In the middle of October, a British Parliamentary committee announced it would investigate The Guardian’s reporting on Edward Snowden’s NSA leaks as part of a broader counterterrorism inquiry, while a poll found that more British citizens oppose the whistleblower’s leaks than favor them. At the same time, however, a Pew Research poll shows that the public values the watchdog role of the of the press more today than before the Snowden leaks. In an August survey, seven in 10 agreed that news organizations “keep leaders from doing things that shouldn’t be done”, up from a low of 55 percent a decade ago.
Former Independent editor Chris Blackhurst criticized The Guardian’s publication of the leaks, arguing that they’re not much of a story and that if government authorities contend that they’re not in the public interest, “who am I…to disbelieve them?” Glenn Greenwald responded in an article on his own, attempting to refute Blackhurst’s arguments. Greenwald said Blackhurst’s opinion is a “predominant mindset among many in the media class.” Moreover, he said that that when journalists do talk this way, “they do us a service, as it lays so vividly bare just how wide the gap is between the claimed function of establishment journalists and the actual role they fulfill.”
On October 25th, the N.S.A.’s director, General Keith Alexander, accused journalists of “selling” his agency’s documents and called for an end to the steady stream of public disclosures of secrets. In a roughly 30-minute interview with the Defense Department’s “Armed With Science” blog, Alexander says “it’s wrong that newspaper reporters have all these documents, the 50,000 – whatever they have and are selling them and giving them out as if these – you know it just doesn’t make sense.” He added: “We ought to come up with a way of stopping it.” It doesn’t get much more obvious that this does not comply with the First Amendment.

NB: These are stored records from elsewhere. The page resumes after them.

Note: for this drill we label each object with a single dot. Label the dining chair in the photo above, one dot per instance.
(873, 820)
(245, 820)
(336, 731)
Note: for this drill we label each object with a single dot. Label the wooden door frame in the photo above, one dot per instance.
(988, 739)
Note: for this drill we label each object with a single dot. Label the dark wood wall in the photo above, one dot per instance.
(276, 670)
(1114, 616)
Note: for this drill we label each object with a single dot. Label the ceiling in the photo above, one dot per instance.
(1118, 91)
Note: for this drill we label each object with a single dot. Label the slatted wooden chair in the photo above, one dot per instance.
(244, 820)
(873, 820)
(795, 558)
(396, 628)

The Snowden revelations have sent a chill through those reporters covering national security issues. If the NSA can easily gather details about who a reporter phoned or emailed, that sends a signal to whistleblowers that their anonymity can no longer be protected. David Sirota, columnist, journalist and author, shows in his article Obama’s war on journalism how the U.S. President prevented a Yemeni journalist from being pardoned by calling Yemen’s leader. After Abdulelah Haider Shaye exposed his government’s coverup of a US missile strike that reportedly killed “dozens”, he was sentenced to five year in prison. In Sirota’s article, New York Times media correspondent David Carr says that “suggesting that there is a war on the press is less a hyperbole than simple math.”

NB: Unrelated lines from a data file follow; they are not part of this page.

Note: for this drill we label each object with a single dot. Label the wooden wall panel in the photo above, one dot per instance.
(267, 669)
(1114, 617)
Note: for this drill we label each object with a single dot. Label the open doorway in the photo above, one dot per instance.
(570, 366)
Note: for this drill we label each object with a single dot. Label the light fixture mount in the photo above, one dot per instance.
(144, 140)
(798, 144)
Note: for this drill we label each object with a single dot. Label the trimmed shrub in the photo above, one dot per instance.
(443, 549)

The CEO of the Associated Press Gary Pruitt recently said that there has been a “chilling effect on newsgathering“.
On the plus side, the disclosure seem to have animated a plethora of media outlets to do in-depth reports and dedicate many of their staff and resources to the effort to inform the public. To which extent they feel genuinely convinced that this topic deserves all the attention or if they merely jumped on the bandwagon is, I believe, secondary, because all the reports enable readers and viewers to really educate themselves about the surveillance activities. Another positive development, which is in keeping with the extensive coverage, is the international debate Snowden’s leaks have sparked.
However, there seem to be grave detrimental effects on journalism as governments and agencies around the world fear that their inner-most secrets may be revealed. I believe we are at crossroads, both as a society and journalism. Will the vast majority of journalists, sources, and potential whistleblowers be too afraid to speak up? Or will courageous, idealistic men and women not allow governments and institutions to intimidate them and emulate people like Edward Snowden and Glenn Greenwald? It’s up to every single one of us.